I vivi imparano dai morti e viceversa, in questo mantra, la morte tenta di essere precisa e ligia nel suo lavoro. Eppure spesso fallisce, come uno stagista alle prime armi. Non comprende a pieno le sue vittime, come accompagnarle nell’aldilà e lui stesso viene beffato dalle anime di passaggio.
In “Sulla morte senza esagerare”, la morte è un caronte contemporaneo stanco, goffo, a tratti frustrato. Nel tragitto alcune anime si perdono, altre tornano indietro, altre ancora pagano più volte il biglietto senza mai arrivare a destinazione. Il lampione si accende e spegne frenetico, proprio come lo scorrere del tempo. Lo stesso tempo che sembra infinito per quell’uomo seduto sulla panchina, in attesa che il suo lavoro finisca.
Lo spettacolo omaggio alla Szymborska non necessita di parole, i suoi versi già parlano da soli. Assistiamo così a 55 minuti di mutismo, in cui i personaggi interagiscono attraverso gesti e musiche. Il tocco ironico della narrazione infonde leggerezza, giusto tramite per mantenere un buon contatto con il tema proposto. La morta non è maligna né spaventosa, ma umana. Perché umana è il suo opposto, la vita.
Nella sua umanità, vive un ampio spettro di emozioni, contraddizioni e prese di coscienza. Si evolve, impara e cresce, proprio come le sue vittime che percorrono la strada che un giorno, inevitabilmente, li porterà dall’oscura signora.

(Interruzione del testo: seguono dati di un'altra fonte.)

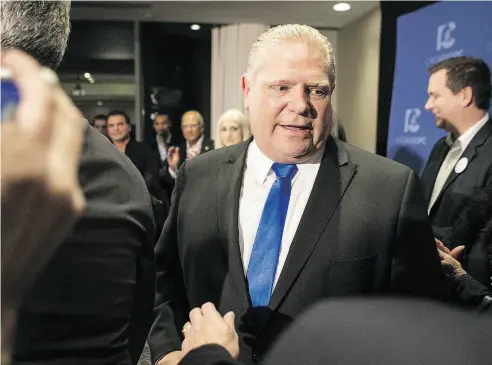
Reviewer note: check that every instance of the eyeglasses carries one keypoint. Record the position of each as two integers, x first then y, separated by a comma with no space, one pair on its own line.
193,127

Il caronte esordiente, seduto in solitudine sulla panchina, non sarà lo stesso Caronte che vedremo nell’epilogo, dove un viaggio attende anche lui verso luoghi sconosciuti, in attesa di qualcun altro che prenderà il suo posto. Una “nuova” morte che dovrà ripetere il lavoro del suo predecessore. Una ripartenza che in fondo ognuno di noi desidera e auspica nel corso della sua vita, e quale miglior modo di ricordare questo obiettivo parlando della morte che ci aspetta. Si, ma senza esagerare.